Il y a quelques jours encore, il roulait des mécaniques à l'Assemblée nationale. Les entreprises de construction dont les patrons étaient visés par des accusations allaient subir les foudres de la loi 1, menaçait sans détour le président du Conseil du Trésor, Stéphane Bédard.
Cette semaine, c'était la retraite. Québec tiendra compte de «l'intérêt public» avant de mettre au ban une entreprise, promet le même ministre. Bonne idée s'il veut avoir plus d'un compétiteur lors du lancement des appels d'offres pour la réfection de l'échangeur Turcot, l'automne prochain. En attendant, l'ouvrage est surveillé d'heure en heure par des firmes qui ne passeraient pas le test de la loi 1.
Dans les cercles péquistes, l'heure est à la morosité. Le conseil des ministres nage dans l'anarchie, chacun tire la couverture de son côté, suit son propre plan de match, depuis qu'il a compris que le cabinet de Mme Marois ne pouvait, ou ne voulait pas accoucher d'une stratégie globale. Les oscillations du ministre Bédard autour de la loi 1 illustrent bien le clivage apparu dans l'équipe ministérielle.

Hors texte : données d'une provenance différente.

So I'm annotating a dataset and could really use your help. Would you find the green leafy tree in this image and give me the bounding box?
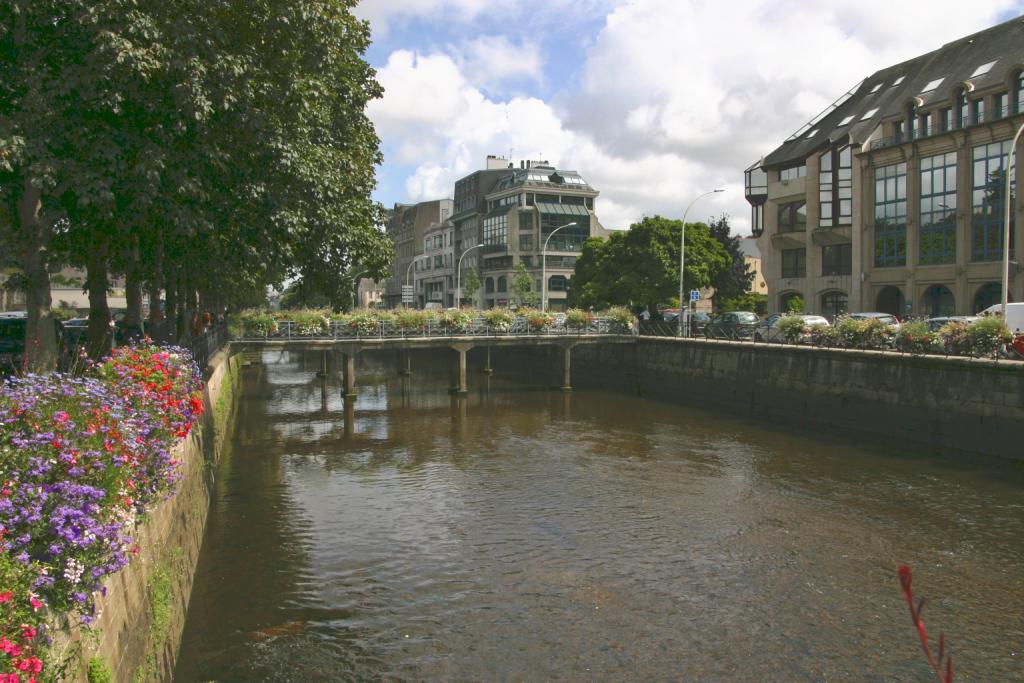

D'un côté, les «sociaux idéologiques» plus dogmatiques, les Martine Ouellet, Jean-François Lisée, Bernard Drainville, Yves-François Blanchet, qui souhaitent que tous les gestes du gouvernement soient conformes au programme, aux engagements électoraux et au plan de match souverainiste. Dans l'autre camp, les «pragmatiques économiques», davantage de connivence avec Pauline Marois. Nicolas Marceau, le responsable des Finances, incarne le mieux cette tendance; les François Gendron, Sylvain Gaudreault s'y trouvent aussi. M. Marceau a déjà quitté des réunions ministérielles sans un mot, sans une explication, parce qu'il jugeait que l'aile gauche du conseil des ministres dérapait carrément.
Pendant ce temps, sans direction claire, l'administration engorge les comités ministériels de mesures disparates, l'action gouvernementale est devenue un discours illisible pour le commun des mortels.
Insatisfaction record
Le niveau d'insatisfaction sans précédent pour un gouvernement qui a moins d'un an reste désespérément figé depuis trois mois. Avec 24% d'intentions de vote au dernier sondage CROP, le Parti québécois paraît désormais en compétition avec la Coalition avenir Québec pour la troisième place; les libéraux caracolent loin devant. La perspective d'affronter l'électorat dans moins d'un an glace le sang dans les cabinets politiques, où des départs sont à prévoir. D'autres, plus audacieux, désespèrent de voir Pauline Marois se défaire de son alter ego, Nicole Stafford, sa chef de cabinet.
Un équilibre précaire
La Terre de chez nous évoquait hier un remaniement qui ferait passer François Gendron de l'Agriculture aux Richesses naturelles, un scénario vite écarté du côté du gouvernement - il n'en reste pas moins que ces rumeurs illustrent l'équilibre précaire dans lequel se trouve l'équipe gouvernementale, seulement huit mois après la formation du gouvernement. Rebrasser les cartes pour la rentrée de septembre serait salutaire, mais en même temps un lourd aveu d'erreur de la part de Mme Marois.
Cette semaine, Agnès Maltais, clouée au pilori pour des décisions mal ficelées en février, tentait de nouveau sa chance en enrobant mieux les mêmes compressions. Elle voulait du même souffle reporter à l'automne des décisions qu'elle avait promises pour mai. Critiquée tant pour ce qu'elle annonce que pour ce qu'elle n'annonce pas, la responsable de l'aide sociale semble s'être définitivement mis à dos sa clientèle, une mauvaise nouvelle pour le PQ, qui pouvait compter sur l'appui indéfectible des groupes sociaux avant l'arrivée de Québec solidaire.
Généralement habile, le ministre de la Santé, Réjean Hébert, a finalement reconnu que sa caisse d'assurance autonomie ne pourrait se faire à coût nul - il avait martelé le contraire depuis les élections. Les contribuables devront dès 2017 payer davantage, peut-être ciblera-t-on surtout les plus de 50 ans.
Dans l'entourage de Pauline Marois, on reste de glace. Le gouvernement Charest n'était pas plus populaire un an après les élections de 2003, les groupes de pression faisaient la queue pour manifester devant le parlement tandis qu'à l'intérieur, on adoptait à coups de bâillons des mesures controversées. Mais à la différence de Pauline Marois, Jean Charest avait quatre ans devant lui et gardait le contrôle de l'agenda électoral, ce qui échappe au gouvernement minoritaire.